Post-crise, le secteur du transport et de la logistique s’ouvre à de nombreux postes intérimaires, et à des pistes de transformation essentielles pour doper son attractivité auprès des salariés et des demandeurs d’emploi.

Publié le  10/09/2021

Le travail intérimaire ne sera pas sorti indemne de la crise sanitaire, ébranlant de façon synchrone et inédite l'industrie, les services et la distribution, avec près de 50 000 emplois en équivalent temps plein (ETP) détruits sur 2 ans. « Si l’on remonte à 2020, le secteur aura perdu plus de 20 % en termes de volume d’emploi », résume Isabelle Eynaud-Chevalier, Déléguée Générale de Prism’emploi, qui fédère aujourd’hui plus de 600 entreprises de recrutement et d'intérim sur le territoire.

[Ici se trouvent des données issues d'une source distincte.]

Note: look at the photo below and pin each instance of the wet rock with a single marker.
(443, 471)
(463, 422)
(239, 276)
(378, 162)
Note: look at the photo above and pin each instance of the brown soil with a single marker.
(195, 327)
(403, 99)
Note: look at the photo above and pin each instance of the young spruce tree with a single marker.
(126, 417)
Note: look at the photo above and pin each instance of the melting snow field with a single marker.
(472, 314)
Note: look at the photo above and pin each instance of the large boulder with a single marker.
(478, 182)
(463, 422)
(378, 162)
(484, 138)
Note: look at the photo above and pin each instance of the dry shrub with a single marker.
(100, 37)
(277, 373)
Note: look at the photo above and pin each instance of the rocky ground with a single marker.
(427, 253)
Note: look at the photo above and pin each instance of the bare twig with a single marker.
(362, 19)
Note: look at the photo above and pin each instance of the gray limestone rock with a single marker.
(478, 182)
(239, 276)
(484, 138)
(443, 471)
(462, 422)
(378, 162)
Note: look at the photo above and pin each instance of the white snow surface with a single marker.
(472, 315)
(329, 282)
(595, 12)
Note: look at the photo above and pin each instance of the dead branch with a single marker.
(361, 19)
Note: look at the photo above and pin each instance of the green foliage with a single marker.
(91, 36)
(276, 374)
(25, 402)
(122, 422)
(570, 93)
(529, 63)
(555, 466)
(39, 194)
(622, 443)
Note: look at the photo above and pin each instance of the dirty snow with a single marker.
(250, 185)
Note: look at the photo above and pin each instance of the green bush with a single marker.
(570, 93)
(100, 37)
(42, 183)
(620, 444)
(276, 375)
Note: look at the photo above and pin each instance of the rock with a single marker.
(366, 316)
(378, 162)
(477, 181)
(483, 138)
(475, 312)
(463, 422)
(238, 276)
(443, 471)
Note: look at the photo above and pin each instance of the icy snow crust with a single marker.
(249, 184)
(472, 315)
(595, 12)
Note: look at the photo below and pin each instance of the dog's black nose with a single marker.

En cette période de reprise, l’optimisme est toutefois de mise : au regard du baromètre de mai 2021 vs mai 2019, le transport et la logistique ont remis de l’huile dans le moteur, compensant partiellement les indices défavorables enregistrés dans d’autres secteurs. 

« Sur cette période, le volume d’emploi global accuse une baisse de 3,5 %, un score relativement honorable porté par une hausse de 18,5 % dans les transports et la logistique, nous révèle en exclusivité l’organisation professionnelle. Un contraste saisissant avec le commerce (-3,7 %), l’industrie, qui se redresse doucement (-7,1 %), ou encore le BTP (- 13,4 %), qui était pourtant le premier secteur à revenir dans la course en 2020.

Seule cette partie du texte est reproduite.